А оно вон оно что. Не «Сеул». «Соль». И Дубин, и организатор выставки по транскрипции записали. А это просто слово иностранное. Французское, наверное, думает Гром.
Игорь от избытка эмоций даже на такси до Управления раскошеливается. Думает об Олеге Николаевиче, загадочном, как Лох-Несское чудовище. Ведь, вполне, вполне мог всплыть и труп под окна мэра подбросить. Надо бы у Димы спросить, нет ли в военкоматовском перечне какого О.Н. Хотя если бы был, Дубин бы его во время визита в «Соль» нашел. Сомнений, что ресторан проверяли, у Игоря нет.
Он все-таки звонит Диме.
Абонент, однако, оказывается вне зоны доступа, и Игорь чувствует острую досаду. Есть во всех этих совпадениях нечто такое, что надо решать здесь и сейчас, что не дождется даже завтрашнего утра. И что с девушкой той будет? Не прикончит же ее О.Н.? Ну, рассказала — но весь ресторан же об этом знает, а то и посетители, пришедшие в тот вечер. Ведь и она только пересказывала...
«Нокиа» оживает. Гром смотрит на экран, и реальность вдруг теряет ценность. Этот номер он выучил наизусть. Но так и не умудрился сохранить. Он открывает сообщение. Улыбается.
«Мое сердце подадут сегодня с прованскими травами после долгого томления на медленном огне в 20:00 в доме номер 62 на Суворовском проспекте. Не опаздывай. Не то остынет».
Гром улыбается.
А потом с ним что-то происходит. Мозаика, потянувшаяся осколками друг к другу, так и не соединившись, разлетается в труху, в стеклянную пыль. И больше ничего в голове Игоря не работает. Больше ничего не соединяется ни с чем.
Будто больше не может мыслить.
Телефон звонит снова.
Еще не осознав произошедшего, он отвечает Диме.
— Алло.
— Прости, был в метро, но Игорь, ты не поверишь! — частит Дубин, — Игорь, у нас есть подозреваемый.

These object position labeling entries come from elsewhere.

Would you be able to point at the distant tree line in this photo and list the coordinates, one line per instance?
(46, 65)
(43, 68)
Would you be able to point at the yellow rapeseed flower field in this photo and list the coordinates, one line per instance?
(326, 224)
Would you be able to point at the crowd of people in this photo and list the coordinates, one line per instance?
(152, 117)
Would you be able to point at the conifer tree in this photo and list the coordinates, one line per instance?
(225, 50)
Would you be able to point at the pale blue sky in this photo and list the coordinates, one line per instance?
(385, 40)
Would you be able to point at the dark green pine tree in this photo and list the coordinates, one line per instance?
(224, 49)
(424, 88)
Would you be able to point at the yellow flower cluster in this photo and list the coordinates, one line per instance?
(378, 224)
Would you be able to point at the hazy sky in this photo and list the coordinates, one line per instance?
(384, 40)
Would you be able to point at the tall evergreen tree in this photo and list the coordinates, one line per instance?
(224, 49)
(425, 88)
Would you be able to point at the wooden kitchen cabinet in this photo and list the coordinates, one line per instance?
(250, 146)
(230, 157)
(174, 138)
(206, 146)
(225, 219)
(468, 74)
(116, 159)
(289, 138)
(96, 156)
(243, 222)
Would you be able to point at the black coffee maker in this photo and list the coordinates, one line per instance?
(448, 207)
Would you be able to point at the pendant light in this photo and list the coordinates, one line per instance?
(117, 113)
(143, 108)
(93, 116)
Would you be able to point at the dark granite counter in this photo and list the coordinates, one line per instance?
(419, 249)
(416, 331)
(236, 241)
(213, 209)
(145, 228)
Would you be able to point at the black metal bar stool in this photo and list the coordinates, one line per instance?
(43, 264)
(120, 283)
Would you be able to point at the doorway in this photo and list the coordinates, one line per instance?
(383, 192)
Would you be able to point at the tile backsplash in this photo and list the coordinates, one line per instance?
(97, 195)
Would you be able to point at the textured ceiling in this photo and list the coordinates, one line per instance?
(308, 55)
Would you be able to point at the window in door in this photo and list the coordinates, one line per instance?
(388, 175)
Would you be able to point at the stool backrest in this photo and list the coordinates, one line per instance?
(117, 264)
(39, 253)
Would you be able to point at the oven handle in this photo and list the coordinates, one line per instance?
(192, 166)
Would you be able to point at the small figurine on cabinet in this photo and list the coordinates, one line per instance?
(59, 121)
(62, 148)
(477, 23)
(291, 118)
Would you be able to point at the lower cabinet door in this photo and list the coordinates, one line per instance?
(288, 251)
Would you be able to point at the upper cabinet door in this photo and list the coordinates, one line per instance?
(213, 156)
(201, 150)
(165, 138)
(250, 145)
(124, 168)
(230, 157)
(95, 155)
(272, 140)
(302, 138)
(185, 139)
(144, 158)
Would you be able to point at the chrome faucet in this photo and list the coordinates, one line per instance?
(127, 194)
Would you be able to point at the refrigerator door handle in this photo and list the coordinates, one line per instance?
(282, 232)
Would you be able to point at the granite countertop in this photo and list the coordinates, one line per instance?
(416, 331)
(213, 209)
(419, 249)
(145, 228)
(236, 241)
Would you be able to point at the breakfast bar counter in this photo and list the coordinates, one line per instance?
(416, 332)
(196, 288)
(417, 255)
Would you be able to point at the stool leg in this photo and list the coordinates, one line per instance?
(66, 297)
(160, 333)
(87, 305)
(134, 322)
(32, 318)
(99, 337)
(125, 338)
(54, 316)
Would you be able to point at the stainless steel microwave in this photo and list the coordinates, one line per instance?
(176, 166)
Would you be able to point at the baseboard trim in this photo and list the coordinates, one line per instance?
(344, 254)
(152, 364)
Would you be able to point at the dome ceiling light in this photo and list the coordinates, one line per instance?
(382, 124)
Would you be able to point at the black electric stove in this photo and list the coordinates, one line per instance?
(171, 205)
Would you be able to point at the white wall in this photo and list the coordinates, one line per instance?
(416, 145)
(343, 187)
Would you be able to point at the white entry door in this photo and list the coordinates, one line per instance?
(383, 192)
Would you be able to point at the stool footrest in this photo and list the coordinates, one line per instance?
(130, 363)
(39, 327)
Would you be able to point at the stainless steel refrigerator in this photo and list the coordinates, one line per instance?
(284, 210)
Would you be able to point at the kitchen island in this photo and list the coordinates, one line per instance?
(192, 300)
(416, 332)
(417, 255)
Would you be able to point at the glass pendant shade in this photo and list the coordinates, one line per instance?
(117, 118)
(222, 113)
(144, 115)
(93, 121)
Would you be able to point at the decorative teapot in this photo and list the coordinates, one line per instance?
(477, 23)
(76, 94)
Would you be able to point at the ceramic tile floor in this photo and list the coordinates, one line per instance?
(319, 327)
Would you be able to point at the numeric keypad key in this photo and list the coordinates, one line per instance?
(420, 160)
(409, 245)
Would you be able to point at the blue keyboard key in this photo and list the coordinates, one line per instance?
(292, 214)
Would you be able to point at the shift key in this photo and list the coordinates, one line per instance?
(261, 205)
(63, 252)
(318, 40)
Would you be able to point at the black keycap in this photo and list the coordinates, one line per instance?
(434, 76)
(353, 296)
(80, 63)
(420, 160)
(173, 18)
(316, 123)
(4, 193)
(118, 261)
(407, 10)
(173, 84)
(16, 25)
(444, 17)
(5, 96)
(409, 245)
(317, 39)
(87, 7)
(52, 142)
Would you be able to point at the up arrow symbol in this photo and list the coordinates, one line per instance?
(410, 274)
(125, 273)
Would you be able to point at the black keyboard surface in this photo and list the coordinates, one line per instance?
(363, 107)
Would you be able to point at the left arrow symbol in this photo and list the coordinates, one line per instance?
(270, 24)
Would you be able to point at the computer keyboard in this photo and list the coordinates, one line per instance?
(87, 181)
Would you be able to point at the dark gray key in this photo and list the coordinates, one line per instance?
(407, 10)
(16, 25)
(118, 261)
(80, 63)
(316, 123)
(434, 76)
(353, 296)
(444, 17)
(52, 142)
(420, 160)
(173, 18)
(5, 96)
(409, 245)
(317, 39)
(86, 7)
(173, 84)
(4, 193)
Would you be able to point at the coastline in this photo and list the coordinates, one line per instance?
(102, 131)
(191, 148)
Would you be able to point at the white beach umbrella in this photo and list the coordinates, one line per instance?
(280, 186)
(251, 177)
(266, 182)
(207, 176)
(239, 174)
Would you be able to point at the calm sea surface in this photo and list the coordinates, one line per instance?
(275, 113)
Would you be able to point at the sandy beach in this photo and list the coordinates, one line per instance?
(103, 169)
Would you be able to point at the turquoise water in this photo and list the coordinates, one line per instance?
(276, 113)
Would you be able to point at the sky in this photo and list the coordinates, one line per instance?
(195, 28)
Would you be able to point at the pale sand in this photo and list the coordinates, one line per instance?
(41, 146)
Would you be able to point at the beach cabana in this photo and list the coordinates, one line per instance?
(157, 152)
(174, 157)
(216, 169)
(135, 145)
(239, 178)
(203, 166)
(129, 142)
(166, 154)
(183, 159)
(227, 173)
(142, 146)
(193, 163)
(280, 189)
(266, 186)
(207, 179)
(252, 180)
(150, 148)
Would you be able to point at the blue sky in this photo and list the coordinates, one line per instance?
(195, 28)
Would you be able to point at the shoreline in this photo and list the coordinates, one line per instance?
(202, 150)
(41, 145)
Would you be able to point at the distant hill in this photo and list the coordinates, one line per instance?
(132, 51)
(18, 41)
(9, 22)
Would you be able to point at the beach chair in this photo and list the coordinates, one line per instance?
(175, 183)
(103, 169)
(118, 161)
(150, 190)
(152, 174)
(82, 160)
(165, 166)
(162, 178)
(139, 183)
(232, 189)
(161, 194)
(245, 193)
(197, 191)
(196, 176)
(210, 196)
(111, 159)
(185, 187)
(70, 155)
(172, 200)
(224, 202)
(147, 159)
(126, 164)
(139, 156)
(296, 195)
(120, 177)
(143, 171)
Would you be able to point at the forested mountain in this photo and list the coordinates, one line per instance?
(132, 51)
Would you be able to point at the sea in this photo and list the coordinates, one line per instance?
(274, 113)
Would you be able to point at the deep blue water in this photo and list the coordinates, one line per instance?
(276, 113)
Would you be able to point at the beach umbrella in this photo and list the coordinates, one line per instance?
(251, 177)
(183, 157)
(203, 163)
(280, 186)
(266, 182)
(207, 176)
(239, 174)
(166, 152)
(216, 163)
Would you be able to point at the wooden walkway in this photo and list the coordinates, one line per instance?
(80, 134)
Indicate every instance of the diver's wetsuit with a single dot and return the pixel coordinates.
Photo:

В моих руках квитанция на то самое пальто и еще на кучу костюмов, рубашек, галстуков... И все их много раз доставлял и забирал из химчистки некто Волков О.Н.! Я еще не знаю, как расшифровывается О.Н., но я точно помню, что он был в списке военкомата! Осталось взять его адрес и выяснить место работы, и можем его взять! Игорь?
— Он работает начальником отдела безопасности ресторана «Соль» напротив мэрии. Я еще это заведение «Сеул» называл. Оказалось, оно иначе читается.
— «Соль», «Соль», «Соль»... Что-то знакомое...
— Конечно, знакомое, ты его с ребятами недавно проверял.
— Нет. Нет, — уверенно возражает Дима. — Я ведь прям недавно слышал... А, Игорь! Так они поставляют еду в столовые для бездомных! Как раз, где я недавно был! Через «Радостный мир»!
— «Радостный»...
Фургон стоит перед глазами. Гром не хочет его видеть. Не хочет.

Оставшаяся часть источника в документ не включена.